Discrète pour le patient, elle est pourtant présente dans une immense proportion des comprimés et gélules disponibles sur le marché. Sa polyvalence — à la fois diluant, liant et désintégrant — et son excellente aptitude à la compression en ont fait un pilier de la galénique moderne.
Origine et découverte
La cellulose microcristalline n'est pas une molécule nouvelle, mais un dérivé purifié de la cellulose, le polymère le plus abondant du règne végétal et constituant essentiel des parois des cellules des plantes et du bois. La cellulose elle-même fut identifiée dès 1838 par le chimiste français Anselme Payen.
La cellulose microcristalline, en revanche, est une innovation du milieu du XXe siècle. Elle est mise au point dans les années 1950 par le chercheur Orlando A. Battista et sa collaboratrice Patricia Smith, au sein de la société American Viscose Corporation (rattachée ensuite au groupe FMC). Le produit est commercialisé au début des années 1960 sous la marque emblématique Avicel, qui reste aujourd'hui une référence de l'industrie pharmaceutique et agroalimentaire.
Fabrication : de la pâte de bois à la poudre pharmaceutique
La cellulose microcristalline est obtenue à partir de pâte de bois (ou d'autres fibres végétales de qualité α-cellulose). Le procédé repose sur une hydrolyse acide contrôlée : un acide minéral dilué attaque sélectivement les régions amorphes des fibres de cellulose, tandis que les régions cristallines, plus résistantes, subsistent.
On obtient ainsi une « hydrocellulose » constituée de microcristaux, qui est ensuite neutralisée, lavée puis séchée par atomisation (spray-drying) afin de former une poudre fine et fluide. Le degré de polymérisation final est nettement inférieur à celui de la cellulose de départ, ce qui confère au produit ses propriétés spécifiques.
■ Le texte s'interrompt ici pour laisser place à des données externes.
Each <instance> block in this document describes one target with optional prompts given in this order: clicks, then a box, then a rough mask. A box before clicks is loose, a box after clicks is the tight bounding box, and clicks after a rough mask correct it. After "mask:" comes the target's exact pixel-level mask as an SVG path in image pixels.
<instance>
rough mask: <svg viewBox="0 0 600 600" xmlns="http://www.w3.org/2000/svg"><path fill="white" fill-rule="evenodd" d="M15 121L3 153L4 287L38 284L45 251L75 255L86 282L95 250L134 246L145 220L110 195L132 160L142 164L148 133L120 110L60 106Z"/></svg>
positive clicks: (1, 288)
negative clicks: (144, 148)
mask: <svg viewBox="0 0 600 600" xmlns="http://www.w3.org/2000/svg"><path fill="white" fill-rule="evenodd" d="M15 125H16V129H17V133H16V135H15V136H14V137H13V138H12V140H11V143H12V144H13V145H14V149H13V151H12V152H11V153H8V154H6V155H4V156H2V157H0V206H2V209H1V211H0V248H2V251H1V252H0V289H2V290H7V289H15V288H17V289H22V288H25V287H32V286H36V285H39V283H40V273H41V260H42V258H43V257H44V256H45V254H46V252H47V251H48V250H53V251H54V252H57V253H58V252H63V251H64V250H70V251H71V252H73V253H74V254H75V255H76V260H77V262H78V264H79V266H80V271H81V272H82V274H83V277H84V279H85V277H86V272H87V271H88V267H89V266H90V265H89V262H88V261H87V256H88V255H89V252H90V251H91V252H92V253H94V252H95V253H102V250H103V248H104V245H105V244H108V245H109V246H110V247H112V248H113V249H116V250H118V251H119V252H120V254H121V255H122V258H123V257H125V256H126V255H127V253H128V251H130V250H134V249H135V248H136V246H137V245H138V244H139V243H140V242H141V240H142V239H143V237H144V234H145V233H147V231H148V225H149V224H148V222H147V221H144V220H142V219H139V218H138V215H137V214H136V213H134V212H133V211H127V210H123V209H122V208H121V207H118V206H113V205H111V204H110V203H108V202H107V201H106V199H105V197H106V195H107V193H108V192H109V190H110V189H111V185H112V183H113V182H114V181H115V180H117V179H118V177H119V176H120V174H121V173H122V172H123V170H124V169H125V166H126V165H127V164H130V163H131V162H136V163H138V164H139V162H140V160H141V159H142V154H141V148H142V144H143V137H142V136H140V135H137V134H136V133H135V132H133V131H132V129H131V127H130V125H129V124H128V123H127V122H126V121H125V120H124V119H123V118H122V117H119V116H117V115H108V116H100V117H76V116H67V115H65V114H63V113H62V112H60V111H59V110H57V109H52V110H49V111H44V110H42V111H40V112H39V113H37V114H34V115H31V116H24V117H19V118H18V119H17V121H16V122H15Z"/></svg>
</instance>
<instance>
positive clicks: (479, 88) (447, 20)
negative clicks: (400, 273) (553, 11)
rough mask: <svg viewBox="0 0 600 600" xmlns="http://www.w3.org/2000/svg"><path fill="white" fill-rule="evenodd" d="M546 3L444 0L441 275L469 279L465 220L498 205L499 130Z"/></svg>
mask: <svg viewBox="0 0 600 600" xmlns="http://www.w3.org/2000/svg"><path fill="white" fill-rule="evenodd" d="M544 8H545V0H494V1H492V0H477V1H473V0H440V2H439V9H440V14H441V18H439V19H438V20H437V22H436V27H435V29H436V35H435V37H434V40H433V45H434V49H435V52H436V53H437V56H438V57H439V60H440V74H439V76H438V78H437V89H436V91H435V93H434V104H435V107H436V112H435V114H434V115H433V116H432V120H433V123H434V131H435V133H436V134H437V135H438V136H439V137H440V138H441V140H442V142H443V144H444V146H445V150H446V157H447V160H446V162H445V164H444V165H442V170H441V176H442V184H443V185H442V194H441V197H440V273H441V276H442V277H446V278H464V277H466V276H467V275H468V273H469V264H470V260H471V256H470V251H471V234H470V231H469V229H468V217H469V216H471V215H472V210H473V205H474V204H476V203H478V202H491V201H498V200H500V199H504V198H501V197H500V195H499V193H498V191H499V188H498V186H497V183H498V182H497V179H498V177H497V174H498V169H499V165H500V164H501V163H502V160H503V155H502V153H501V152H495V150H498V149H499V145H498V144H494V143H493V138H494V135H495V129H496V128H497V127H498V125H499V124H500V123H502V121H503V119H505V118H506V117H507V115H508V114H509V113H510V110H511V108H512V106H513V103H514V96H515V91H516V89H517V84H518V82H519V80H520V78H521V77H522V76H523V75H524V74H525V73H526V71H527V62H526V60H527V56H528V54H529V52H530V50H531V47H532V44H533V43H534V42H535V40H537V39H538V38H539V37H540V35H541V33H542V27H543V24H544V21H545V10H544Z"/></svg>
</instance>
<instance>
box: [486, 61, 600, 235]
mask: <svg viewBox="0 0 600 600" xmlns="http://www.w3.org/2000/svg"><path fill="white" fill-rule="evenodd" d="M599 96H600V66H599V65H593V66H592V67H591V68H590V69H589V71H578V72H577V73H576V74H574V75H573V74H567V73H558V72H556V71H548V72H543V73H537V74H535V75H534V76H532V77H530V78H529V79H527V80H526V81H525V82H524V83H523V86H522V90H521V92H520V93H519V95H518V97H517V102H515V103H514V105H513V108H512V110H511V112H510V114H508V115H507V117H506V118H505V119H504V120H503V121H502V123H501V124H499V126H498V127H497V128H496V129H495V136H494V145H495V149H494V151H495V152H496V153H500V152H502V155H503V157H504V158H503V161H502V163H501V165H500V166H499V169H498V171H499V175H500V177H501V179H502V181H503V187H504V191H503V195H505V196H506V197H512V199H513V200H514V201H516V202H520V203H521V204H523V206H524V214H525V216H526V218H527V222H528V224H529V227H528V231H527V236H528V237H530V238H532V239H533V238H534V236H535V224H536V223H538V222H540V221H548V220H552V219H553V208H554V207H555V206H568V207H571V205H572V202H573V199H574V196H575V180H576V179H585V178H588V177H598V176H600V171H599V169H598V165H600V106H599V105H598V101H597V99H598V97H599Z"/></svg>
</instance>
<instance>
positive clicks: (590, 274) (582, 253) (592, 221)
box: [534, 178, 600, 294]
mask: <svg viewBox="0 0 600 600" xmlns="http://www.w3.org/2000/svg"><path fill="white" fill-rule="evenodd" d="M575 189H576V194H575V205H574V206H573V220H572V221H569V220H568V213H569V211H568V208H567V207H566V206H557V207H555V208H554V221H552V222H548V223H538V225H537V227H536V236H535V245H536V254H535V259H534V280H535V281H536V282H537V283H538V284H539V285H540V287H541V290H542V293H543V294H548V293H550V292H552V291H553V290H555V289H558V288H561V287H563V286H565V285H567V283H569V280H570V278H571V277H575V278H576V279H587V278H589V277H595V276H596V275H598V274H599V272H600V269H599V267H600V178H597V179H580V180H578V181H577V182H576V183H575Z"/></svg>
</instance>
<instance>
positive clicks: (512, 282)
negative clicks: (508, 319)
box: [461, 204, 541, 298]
Propriétés physico-chimiques et grades
La MCC est chimiquement inerte, physiologiquement inoffensive et non allergène. Elle se distingue par une excellente aptitude à la compression : sous pression, ses particules se déforment plastiquement et créent de nombreuses liaisons interparticulaires, formant des comprimés durs et cohérents même à faible force de compression.
Elle possède aussi de bonnes propriétés d'écoulement (particulièrement dans les grades granulés) et une capacité d'absorption d'eau qui favorise la désintégration du comprimé. Elle existe en plusieurs grades normalisés (PH-101, PH-102, PH-200, PH-112, etc.) différant par la taille des particules, la densité et la teneur en humidité. Ce sont ces variantes qui expliquent les multiples références de cellulose microcristalline présentes dans un catalogue de matières premières.
Utilisation dans le domaine pharmaceutique
La cellulose microcristalline remplit plusieurs fonctions essentielles dans la formulation des formes solides orales :
- Diluant / agent de charge : elle apporte du volume aux comprimés et gélules contenant de faibles doses de principe actif.
- Liant : elle assure la cohésion des comprimés, en particulier dans les procédés de compression directe qu'elle a largement contribué à populariser, en évitant l'étape de granulation.
- Désintégrant : sa capacité à absorber l'eau facilite l'éclatement du comprimé dans le tube digestif et donc la libération du principe actif.
- Agent de sphéronisation : dans la production de granulés et de microgranules (pellets) par extrusion-sphéronisation.
C'est précisément grâce à des excipients tels que la MCC que des principes actifs peu compressibles comme le paracétamol peuvent être transformés en comprimés dans de bonnes conditions de dureté et de stabilité.